Pytorch Datapipes are a new inplace dataset loaders for large data that can be fed into Pytorch models through streaming, for reference these are
- Official Doc: https://pytorch.org/data/main/tutorial.html
- A crash-course post explaining the usage https://sebastianraschka.com/blog/2022/datapipes.html
Given a myfile.csv
file, initialised as csv_file
variable in code, the file looks like this, :
imagefile,label
train/0/16585.png,0
train/0/56789.png,0
...
In the example code, that uses datapipes that reads a csv_file
and then create a iterable dataset using torchdata.datapipes
and we see something like:
from torchdata import datapipes as dp
def build_data_pipe(csv_file, transform, len=1000, batch_size=32):
new_dp = dp.iter.FileOpener([csv_file])
new_dp = new_dp.parse_csv(skip_lines=1)
# returns tuples like ('train/0/16585.png', '0')

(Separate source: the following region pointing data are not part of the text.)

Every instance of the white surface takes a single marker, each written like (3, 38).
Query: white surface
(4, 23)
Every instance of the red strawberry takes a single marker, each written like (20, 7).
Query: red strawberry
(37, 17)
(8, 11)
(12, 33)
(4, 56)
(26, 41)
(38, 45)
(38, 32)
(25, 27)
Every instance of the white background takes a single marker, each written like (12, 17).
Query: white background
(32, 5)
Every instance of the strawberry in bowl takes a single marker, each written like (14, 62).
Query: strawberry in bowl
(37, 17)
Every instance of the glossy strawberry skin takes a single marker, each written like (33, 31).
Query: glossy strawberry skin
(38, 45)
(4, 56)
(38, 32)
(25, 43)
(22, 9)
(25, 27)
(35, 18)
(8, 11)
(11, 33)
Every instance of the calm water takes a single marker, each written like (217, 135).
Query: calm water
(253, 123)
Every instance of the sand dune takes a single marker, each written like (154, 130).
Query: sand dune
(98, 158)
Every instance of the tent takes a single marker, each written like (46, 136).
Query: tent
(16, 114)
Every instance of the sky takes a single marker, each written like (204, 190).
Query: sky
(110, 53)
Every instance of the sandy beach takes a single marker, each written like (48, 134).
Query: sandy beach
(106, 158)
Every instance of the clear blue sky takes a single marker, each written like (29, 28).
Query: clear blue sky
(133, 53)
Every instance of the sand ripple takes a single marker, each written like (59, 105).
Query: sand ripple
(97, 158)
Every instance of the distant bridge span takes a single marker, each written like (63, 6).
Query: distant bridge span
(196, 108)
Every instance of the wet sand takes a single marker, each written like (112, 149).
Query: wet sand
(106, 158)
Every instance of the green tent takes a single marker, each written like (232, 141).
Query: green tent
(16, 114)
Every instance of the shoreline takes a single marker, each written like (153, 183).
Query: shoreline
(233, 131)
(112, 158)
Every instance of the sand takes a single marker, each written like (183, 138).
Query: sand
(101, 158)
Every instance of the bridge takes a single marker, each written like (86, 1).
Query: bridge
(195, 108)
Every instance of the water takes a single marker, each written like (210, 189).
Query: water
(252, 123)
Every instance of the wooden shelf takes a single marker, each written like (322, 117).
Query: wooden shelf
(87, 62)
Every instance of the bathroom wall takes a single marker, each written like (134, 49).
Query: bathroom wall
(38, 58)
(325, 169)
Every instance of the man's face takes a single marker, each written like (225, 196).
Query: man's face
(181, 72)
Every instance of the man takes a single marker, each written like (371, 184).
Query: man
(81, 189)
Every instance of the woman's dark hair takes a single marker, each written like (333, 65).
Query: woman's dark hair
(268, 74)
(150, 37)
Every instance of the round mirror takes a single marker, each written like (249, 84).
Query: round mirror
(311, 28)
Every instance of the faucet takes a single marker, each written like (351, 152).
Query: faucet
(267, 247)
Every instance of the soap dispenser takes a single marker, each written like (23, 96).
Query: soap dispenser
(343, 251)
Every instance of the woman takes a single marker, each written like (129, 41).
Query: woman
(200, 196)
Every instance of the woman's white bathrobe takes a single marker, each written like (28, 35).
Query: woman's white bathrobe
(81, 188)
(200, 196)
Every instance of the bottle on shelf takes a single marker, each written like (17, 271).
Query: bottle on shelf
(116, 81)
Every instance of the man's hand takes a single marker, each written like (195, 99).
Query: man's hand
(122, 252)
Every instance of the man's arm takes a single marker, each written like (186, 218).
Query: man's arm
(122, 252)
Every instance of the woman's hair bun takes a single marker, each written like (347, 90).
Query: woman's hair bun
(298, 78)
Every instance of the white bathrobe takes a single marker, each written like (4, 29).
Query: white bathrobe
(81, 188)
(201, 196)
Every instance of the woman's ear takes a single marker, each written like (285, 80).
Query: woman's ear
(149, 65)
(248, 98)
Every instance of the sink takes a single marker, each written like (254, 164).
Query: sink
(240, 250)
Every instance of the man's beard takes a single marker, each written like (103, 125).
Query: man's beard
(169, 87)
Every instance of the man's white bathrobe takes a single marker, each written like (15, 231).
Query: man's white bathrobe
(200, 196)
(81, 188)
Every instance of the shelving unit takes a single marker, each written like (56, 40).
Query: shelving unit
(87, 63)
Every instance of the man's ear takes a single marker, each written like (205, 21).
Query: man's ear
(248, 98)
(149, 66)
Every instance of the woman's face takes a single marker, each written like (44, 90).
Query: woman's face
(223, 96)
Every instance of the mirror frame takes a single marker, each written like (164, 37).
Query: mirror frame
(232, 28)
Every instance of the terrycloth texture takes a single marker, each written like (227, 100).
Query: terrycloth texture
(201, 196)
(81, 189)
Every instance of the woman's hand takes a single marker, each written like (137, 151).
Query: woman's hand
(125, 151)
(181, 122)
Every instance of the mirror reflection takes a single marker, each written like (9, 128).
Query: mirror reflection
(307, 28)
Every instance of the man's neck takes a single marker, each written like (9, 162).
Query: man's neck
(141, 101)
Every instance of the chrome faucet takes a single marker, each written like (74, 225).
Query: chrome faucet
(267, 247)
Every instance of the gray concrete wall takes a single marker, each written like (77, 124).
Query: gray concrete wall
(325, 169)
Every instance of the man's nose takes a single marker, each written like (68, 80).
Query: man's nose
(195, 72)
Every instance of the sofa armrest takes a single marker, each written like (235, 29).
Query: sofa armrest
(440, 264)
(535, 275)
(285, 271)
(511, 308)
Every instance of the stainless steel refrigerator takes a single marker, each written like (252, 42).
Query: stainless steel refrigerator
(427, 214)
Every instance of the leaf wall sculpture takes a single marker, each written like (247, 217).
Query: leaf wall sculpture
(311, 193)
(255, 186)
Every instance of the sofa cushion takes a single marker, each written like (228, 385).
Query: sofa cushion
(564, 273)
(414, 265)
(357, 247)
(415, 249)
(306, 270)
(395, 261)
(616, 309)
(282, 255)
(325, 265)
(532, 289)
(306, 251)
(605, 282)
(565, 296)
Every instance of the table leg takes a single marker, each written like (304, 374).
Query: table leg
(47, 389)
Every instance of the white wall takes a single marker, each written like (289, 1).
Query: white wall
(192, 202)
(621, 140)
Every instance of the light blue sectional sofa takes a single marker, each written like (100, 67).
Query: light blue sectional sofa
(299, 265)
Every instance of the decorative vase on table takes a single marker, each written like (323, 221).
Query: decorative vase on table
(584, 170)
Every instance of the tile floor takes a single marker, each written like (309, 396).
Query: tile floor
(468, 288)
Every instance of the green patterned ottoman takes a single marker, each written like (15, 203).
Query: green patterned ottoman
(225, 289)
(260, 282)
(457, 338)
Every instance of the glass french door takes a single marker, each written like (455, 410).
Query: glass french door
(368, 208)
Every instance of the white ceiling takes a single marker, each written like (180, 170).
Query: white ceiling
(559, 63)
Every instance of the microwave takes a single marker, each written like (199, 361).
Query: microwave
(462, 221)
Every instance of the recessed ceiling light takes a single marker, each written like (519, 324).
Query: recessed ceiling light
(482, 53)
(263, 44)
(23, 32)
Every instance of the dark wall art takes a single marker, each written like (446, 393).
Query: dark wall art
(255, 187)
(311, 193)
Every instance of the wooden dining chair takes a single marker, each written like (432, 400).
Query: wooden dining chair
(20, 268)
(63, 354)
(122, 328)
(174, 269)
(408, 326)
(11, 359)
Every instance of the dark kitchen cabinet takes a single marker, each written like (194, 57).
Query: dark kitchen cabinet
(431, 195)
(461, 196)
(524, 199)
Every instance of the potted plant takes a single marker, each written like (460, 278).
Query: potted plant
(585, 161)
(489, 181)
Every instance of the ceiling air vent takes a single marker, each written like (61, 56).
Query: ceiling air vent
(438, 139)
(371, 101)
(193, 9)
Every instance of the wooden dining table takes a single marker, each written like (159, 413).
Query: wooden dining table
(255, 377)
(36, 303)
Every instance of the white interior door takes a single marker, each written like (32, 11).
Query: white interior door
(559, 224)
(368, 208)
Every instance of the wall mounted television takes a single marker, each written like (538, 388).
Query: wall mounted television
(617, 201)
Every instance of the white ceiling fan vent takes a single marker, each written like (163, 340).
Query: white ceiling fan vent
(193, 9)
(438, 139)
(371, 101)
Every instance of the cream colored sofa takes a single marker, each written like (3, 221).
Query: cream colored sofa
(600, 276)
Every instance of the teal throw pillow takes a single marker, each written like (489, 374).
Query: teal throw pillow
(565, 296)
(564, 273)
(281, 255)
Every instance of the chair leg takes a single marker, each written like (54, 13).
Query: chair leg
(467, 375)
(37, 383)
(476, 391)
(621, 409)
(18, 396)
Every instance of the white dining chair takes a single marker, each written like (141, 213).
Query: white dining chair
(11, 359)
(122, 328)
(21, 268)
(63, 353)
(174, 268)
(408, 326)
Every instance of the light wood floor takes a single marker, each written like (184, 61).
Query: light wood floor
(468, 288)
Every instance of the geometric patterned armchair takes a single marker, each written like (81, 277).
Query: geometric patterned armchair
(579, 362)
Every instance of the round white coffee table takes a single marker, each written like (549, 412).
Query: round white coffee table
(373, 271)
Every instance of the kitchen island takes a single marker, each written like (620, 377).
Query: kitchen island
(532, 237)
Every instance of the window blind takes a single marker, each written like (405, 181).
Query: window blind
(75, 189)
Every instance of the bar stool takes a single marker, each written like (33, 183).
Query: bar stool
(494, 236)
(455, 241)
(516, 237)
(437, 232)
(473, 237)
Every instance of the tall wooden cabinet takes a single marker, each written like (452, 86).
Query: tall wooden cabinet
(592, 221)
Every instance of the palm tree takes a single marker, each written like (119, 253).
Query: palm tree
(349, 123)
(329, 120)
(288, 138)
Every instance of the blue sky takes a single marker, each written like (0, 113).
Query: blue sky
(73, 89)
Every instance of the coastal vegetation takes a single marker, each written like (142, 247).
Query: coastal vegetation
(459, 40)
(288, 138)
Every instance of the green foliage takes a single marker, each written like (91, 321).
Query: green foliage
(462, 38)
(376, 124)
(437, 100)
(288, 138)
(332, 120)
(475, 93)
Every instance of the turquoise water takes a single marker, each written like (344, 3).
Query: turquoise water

new_dp = new_dp.shuffle(buffer_size=len)
...
# More code that returns `new_dp` variable that looks like some
# lazy-loaded unevaluated/materialized Iterable objects.
return new_dp
If we look at each step and the return to new_dp
, we see:
>>> from torchdata import datapipes as dp
# The first initialize a FileOpenerIterDataPipe type
>>> new_dp = dp.iter.FileOpener(["myfile.csv"])
>>> new_dp
FileOpenerIterDataPipe
# Then after that the API to the DataPipes allows some overwriting/subclassing
# by calling a partial function, e.g.
>>> new_dp.parse_csv
functools.partial(<function IterDataPipe.register_datapipe_as_function.<locals>.class_function at 0x213123>, <class 'torchdata.datapipes.iter.util.plain_text_reader.CSVParserIterDataPipe'>, False, FileOpenerIterDataPipe)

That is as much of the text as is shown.